最果ての地 (1)
六一〇年花月/セレシアス
エリッサが微笑む。
花のような面差しにふわりと浮かんだ虚ろな笑みと、そこに見え隠れする想いの断片。
長かった旅路の終着地、いよいよ彼女の生まれ故郷に近づいているのだということを、何よりも肌で感じるのかもしれない。
目の前を横切るかたちで流れる川を渡ってしまえば、そこはもう長生種の領域。北の最果ての地だ。エリッサがあれほど戻りたがっていたリュミレス樹海が、すぐ目の前に迫っているのだから。
僕はたまらなく切なくなって、でもかけるべき言葉が出てこなくて、立ち竦んだままエリッサを見つめた。
川面から吹きつけるひんやりした風に舞い上げられて、エリッサの髪が頭巾ごと大きく乱れる。
きらきらと光を吸い込む絹の肩掛けのような、乳白色をしたエリッサの髪。
わずかに笑みを湛え続ける小さな唇も、細長く伸びた優美な耳も、ただ、まぶしい。
顔にかかった長い髪をそっと直してあげても、エリッサの潤んだような蒼い瞳が焦点を結ぶことはなく、彼女の心は相変わらず遥か遠くをさまよっていた。
すでにエリッサの視界の中に僕の居場所はないのだろう。
彼女がひたむきに想いを寄せ、一心に待ちわびている相手は一人だけ。その想いゆえに心の真芯を優しく蝕まれてしまった今も、なお。
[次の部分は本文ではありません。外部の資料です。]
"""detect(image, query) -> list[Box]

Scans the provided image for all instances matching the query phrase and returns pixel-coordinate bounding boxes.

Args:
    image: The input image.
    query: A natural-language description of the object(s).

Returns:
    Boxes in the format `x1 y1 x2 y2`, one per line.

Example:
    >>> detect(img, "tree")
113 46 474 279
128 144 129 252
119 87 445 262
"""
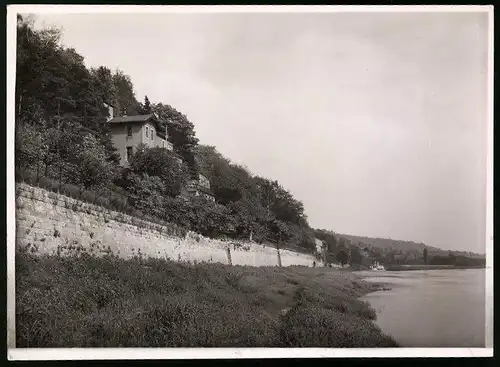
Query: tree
336 247 349 265
128 173 166 218
141 96 152 115
351 246 363 265
65 134 117 194
129 145 188 196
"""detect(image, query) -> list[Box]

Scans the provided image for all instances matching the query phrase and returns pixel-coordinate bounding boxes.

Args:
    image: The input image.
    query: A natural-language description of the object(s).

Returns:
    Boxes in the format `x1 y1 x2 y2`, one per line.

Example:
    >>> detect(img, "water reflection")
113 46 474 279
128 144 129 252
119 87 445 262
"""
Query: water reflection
358 269 485 347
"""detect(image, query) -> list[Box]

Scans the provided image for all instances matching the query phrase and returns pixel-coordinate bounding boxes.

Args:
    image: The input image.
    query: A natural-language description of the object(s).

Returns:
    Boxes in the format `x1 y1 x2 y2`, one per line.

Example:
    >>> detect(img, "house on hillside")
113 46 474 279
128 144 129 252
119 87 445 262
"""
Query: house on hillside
106 104 173 167
181 174 215 201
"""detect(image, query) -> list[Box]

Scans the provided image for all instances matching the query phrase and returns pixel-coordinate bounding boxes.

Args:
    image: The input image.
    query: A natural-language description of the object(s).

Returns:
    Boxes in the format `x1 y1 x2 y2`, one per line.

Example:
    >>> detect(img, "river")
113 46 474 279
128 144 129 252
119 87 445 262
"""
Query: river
357 269 485 348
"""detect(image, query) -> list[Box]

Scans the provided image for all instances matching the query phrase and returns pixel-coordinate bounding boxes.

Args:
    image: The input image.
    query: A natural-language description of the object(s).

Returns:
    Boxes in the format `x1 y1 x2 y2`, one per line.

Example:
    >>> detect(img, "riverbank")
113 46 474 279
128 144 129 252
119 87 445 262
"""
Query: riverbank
16 254 397 348
386 265 484 271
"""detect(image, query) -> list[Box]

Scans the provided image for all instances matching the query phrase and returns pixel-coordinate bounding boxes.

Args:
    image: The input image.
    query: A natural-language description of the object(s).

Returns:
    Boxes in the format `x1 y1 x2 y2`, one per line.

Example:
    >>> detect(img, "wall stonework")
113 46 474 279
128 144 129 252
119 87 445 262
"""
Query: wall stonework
16 184 315 266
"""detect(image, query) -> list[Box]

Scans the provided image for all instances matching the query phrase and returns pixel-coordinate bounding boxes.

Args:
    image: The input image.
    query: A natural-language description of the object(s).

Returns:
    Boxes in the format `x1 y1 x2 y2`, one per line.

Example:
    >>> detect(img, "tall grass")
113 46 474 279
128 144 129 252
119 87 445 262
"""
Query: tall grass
16 253 396 347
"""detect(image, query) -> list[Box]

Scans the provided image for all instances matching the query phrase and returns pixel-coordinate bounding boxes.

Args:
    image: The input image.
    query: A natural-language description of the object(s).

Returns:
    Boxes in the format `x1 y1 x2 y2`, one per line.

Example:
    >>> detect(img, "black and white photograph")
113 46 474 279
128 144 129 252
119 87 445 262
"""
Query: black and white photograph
7 5 493 359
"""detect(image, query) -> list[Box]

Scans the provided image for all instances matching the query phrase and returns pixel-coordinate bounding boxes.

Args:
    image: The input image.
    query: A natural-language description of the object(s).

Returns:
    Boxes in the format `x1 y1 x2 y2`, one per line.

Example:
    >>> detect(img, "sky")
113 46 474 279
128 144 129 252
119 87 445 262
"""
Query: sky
29 12 488 253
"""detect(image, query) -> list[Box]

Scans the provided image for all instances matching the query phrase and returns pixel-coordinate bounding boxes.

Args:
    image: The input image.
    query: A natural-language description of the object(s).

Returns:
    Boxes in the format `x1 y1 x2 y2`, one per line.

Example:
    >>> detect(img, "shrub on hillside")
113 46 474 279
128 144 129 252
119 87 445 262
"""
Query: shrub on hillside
16 253 396 348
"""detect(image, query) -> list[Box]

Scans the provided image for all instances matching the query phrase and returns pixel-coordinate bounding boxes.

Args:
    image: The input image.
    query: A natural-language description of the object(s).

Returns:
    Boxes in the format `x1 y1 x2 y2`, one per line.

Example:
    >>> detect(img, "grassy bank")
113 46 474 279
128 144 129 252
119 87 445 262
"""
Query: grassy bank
387 265 484 271
16 254 396 347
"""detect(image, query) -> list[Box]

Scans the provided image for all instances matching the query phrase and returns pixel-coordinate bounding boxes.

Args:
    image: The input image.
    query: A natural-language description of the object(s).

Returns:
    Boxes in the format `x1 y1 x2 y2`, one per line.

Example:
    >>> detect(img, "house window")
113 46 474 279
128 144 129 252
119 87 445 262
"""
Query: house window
127 147 133 161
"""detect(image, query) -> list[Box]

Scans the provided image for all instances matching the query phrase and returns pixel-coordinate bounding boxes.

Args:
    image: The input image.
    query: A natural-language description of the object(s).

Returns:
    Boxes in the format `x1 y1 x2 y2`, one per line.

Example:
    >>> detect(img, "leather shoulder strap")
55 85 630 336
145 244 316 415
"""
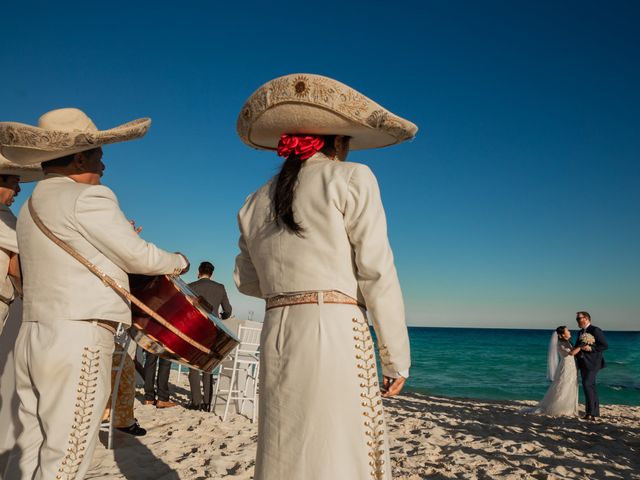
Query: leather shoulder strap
28 196 211 354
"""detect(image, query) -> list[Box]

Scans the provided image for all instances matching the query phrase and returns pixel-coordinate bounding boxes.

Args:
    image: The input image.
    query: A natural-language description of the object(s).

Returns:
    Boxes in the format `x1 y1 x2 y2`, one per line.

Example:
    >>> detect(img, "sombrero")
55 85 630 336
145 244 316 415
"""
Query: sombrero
0 108 151 165
0 155 44 183
237 73 418 150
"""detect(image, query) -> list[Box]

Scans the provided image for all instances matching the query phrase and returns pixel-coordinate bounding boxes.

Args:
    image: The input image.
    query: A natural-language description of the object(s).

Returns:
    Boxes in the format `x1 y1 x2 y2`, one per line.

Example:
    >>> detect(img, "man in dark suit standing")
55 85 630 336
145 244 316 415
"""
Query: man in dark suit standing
576 312 609 420
187 262 231 412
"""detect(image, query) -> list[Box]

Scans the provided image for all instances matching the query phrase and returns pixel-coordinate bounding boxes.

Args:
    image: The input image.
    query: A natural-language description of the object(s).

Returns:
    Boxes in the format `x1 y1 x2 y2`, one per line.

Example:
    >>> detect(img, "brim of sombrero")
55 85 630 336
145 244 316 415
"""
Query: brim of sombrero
0 155 44 183
0 118 151 165
237 74 418 150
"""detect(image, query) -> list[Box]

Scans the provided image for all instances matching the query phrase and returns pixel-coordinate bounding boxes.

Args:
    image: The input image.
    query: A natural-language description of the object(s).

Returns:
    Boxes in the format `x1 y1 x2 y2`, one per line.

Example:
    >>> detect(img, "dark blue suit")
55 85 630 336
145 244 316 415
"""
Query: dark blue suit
576 325 609 417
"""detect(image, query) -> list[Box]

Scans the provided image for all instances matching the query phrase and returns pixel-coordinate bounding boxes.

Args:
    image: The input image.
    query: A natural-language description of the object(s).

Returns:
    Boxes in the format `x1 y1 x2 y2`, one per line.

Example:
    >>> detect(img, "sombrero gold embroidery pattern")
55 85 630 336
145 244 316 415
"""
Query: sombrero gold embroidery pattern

海の底に沈みゆく小石になったような気持ちで、僕はエリッサの頭巾を戻した。
彼女に向かって伸ばした手はまだ小さく、ほんのり色づいた頬に触れるために背伸びをしなければならないのが、ひどくもどかしかった。
もしも僕が大人だったら。
冷たく突き刺さる風から彼女を守れるくらい大人だったら、そうしたらエリッサはこんなふうにならずに済んだだろうか。
あるいは――もしも、僕が、いなければ。
僕は思考を振り払うように首を振った。
昔の、まだ真っすぐに僕を見てくれていた頃の彼女の姿が、不思議なほど鮮やかに脳裏によみがえる。
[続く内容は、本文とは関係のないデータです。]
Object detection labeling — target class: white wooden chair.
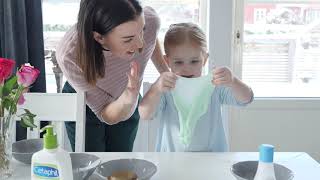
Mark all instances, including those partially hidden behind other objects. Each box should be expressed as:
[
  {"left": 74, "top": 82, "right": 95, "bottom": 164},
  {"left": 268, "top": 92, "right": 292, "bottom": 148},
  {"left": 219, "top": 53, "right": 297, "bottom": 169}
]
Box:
[{"left": 13, "top": 93, "right": 86, "bottom": 152}]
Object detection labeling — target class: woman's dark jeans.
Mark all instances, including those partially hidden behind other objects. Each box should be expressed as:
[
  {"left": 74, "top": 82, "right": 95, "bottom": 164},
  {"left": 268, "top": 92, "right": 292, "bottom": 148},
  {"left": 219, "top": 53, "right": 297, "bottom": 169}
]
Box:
[{"left": 62, "top": 82, "right": 141, "bottom": 152}]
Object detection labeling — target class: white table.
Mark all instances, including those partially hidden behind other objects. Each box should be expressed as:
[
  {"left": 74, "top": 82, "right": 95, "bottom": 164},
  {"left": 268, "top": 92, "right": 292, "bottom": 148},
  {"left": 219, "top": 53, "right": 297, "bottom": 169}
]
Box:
[{"left": 10, "top": 152, "right": 320, "bottom": 180}]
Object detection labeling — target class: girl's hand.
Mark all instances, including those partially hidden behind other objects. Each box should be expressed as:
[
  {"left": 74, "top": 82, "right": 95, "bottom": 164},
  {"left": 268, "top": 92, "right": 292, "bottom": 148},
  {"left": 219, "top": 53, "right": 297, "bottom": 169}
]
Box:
[
  {"left": 154, "top": 72, "right": 178, "bottom": 93},
  {"left": 123, "top": 61, "right": 140, "bottom": 104},
  {"left": 212, "top": 67, "right": 234, "bottom": 86}
]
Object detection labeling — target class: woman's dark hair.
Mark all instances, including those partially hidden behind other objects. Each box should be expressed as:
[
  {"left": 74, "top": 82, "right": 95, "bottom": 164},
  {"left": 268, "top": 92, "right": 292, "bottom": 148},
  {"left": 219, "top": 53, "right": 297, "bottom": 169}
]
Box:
[{"left": 77, "top": 0, "right": 142, "bottom": 85}]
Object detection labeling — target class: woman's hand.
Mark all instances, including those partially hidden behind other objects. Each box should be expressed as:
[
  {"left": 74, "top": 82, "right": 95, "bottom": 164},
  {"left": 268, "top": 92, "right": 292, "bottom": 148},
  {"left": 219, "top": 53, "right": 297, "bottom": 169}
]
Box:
[
  {"left": 154, "top": 72, "right": 178, "bottom": 93},
  {"left": 123, "top": 61, "right": 140, "bottom": 104},
  {"left": 212, "top": 67, "right": 234, "bottom": 86}
]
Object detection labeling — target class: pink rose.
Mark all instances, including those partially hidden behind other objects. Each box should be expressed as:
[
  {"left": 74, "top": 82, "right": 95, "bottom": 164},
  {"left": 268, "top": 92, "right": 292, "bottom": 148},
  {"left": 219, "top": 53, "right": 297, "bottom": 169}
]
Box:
[
  {"left": 0, "top": 58, "right": 16, "bottom": 83},
  {"left": 17, "top": 64, "right": 40, "bottom": 87},
  {"left": 18, "top": 94, "right": 26, "bottom": 105}
]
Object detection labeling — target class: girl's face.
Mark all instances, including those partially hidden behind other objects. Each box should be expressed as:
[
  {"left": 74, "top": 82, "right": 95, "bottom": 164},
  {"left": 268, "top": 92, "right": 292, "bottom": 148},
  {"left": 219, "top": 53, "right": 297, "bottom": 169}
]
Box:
[
  {"left": 165, "top": 43, "right": 208, "bottom": 78},
  {"left": 94, "top": 13, "right": 145, "bottom": 60}
]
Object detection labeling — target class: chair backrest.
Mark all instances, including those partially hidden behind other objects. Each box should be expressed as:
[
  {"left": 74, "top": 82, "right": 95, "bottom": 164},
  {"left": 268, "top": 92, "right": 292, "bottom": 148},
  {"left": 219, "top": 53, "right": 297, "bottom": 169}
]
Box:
[{"left": 13, "top": 93, "right": 86, "bottom": 152}]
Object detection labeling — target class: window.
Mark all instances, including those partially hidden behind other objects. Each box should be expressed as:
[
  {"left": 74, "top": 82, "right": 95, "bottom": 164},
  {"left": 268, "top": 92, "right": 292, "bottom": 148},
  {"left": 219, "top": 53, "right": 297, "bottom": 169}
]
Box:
[
  {"left": 238, "top": 0, "right": 320, "bottom": 97},
  {"left": 42, "top": 0, "right": 80, "bottom": 92},
  {"left": 42, "top": 0, "right": 206, "bottom": 92}
]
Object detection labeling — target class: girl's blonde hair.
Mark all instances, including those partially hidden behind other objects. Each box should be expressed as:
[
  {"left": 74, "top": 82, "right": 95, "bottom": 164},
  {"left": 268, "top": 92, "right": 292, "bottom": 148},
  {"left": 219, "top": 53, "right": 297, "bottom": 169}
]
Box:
[{"left": 164, "top": 23, "right": 207, "bottom": 55}]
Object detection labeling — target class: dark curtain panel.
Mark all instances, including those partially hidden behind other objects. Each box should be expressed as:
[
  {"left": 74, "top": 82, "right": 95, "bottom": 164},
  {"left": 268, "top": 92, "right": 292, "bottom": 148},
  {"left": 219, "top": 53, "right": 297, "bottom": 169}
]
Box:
[{"left": 0, "top": 0, "right": 46, "bottom": 140}]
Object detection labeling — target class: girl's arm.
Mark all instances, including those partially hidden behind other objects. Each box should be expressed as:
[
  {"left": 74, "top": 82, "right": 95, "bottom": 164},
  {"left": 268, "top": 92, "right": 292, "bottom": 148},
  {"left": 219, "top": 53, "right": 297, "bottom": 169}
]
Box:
[
  {"left": 151, "top": 38, "right": 169, "bottom": 74},
  {"left": 139, "top": 72, "right": 177, "bottom": 120},
  {"left": 212, "top": 67, "right": 253, "bottom": 103}
]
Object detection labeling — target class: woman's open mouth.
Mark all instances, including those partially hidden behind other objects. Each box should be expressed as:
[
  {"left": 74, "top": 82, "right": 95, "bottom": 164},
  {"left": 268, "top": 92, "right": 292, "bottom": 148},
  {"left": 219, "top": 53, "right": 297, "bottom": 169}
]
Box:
[{"left": 181, "top": 75, "right": 194, "bottom": 78}]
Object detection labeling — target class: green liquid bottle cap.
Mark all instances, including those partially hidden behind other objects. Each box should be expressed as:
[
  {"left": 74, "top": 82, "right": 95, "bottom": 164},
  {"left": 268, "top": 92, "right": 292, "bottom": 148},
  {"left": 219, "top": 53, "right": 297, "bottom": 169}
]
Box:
[{"left": 41, "top": 125, "right": 58, "bottom": 149}]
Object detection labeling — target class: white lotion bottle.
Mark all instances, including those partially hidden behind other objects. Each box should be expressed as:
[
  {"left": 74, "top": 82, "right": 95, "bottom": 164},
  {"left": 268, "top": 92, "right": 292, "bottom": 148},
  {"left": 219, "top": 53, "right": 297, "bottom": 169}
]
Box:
[
  {"left": 254, "top": 144, "right": 276, "bottom": 180},
  {"left": 31, "top": 125, "right": 73, "bottom": 180}
]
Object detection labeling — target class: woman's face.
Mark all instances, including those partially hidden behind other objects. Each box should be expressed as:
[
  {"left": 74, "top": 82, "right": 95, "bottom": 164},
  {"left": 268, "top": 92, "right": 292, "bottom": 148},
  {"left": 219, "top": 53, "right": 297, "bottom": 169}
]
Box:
[{"left": 94, "top": 13, "right": 145, "bottom": 60}]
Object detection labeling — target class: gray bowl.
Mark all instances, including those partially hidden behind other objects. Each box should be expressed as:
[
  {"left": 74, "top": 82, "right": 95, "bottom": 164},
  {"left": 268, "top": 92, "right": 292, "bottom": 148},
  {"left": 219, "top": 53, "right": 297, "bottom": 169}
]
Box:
[
  {"left": 70, "top": 153, "right": 101, "bottom": 179},
  {"left": 12, "top": 139, "right": 43, "bottom": 164},
  {"left": 231, "top": 161, "right": 293, "bottom": 180},
  {"left": 95, "top": 159, "right": 157, "bottom": 180}
]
僕の手を引いて国中を転々とさすらい、人目を避けながらひっそりと暮らした二人きりの生活。
僕にとって世界の中心はエリッサで、エリッサのいない世界などありえなかった。
でも、もう、あの日々には帰れない。
突きつけられた現実を痛いほど分かっているのに“もしも”を思わずにはいられない自分。
手の届かない楽園にたった独りで行ってしまったエリッサ。
二人で支えあって生きていく道は閉ざされたのだ。
「約束の場所に……あの湖畔に行かなくちゃ……」と熱に浮かされたように繰り返しリュミレス樹海へ行きたがる彼女のために、僕がすべきことは他にあっただろうか。
「……行こう、エリッサ」
いつもと同じく返事はない。
繋いだ手は柔らかく、温かい。もう、それで充分なんだ。
この先は長生種たちの古里。大公国有数の秘境である奥深い樹海のどこかには、エリッサの生まれ育った郷もあるはずだ。
此岸と彼岸とを結ぶ小さな橋のたもとにさしかかったとき、ふとエリッサが繋いだ手をわずかに握り返してきた。
ほんのかすかな指先の力。それでもエリッサが名前を呼んでくれたような、そんな気がするのはなぜだろう。
思わずこぼれ落ちそうになった熱い雫を、僕は強く目を閉じることで我慢した。
耳に響くのは水流の音ばかり。
清らかな音だけが、北部特有の冴え冴えとした静寂を和らげている。まるで何かを慰めるように。
艶やかな緑色をした木葉がひとひら、水面でくるくると躍るように目の前を通り過ぎていった。
そう、川の流れは留まらない。上流から下流へ。分岐と蛇行を繰り返し、やがては海へと繋がっていく。
僕とエリッサも、いつかどこかへ辿り着く日が来るのだろうか。
視界いっぱいに悠然と広がる沈黙の樹海と、雪化粧の山脈。
互いに拠る辺のない僕らを、この世界は哀れむのか。それとも叱咤するか、拒むか。
分からなかった。
何を考えても思考は空転するばかりで、吐息のように跡形もなく消えていく。
分からない。
いつだって隣にいてくれたのはエリッサだった。
次第に名前を呼んでもらえなくなるのが辛くて、けれど何度手を伸ばしても彼女を呼び戻すことは叶わなくて。
耐え切れなくなったのはエリッサか、僕か……それすらも僕には分からない。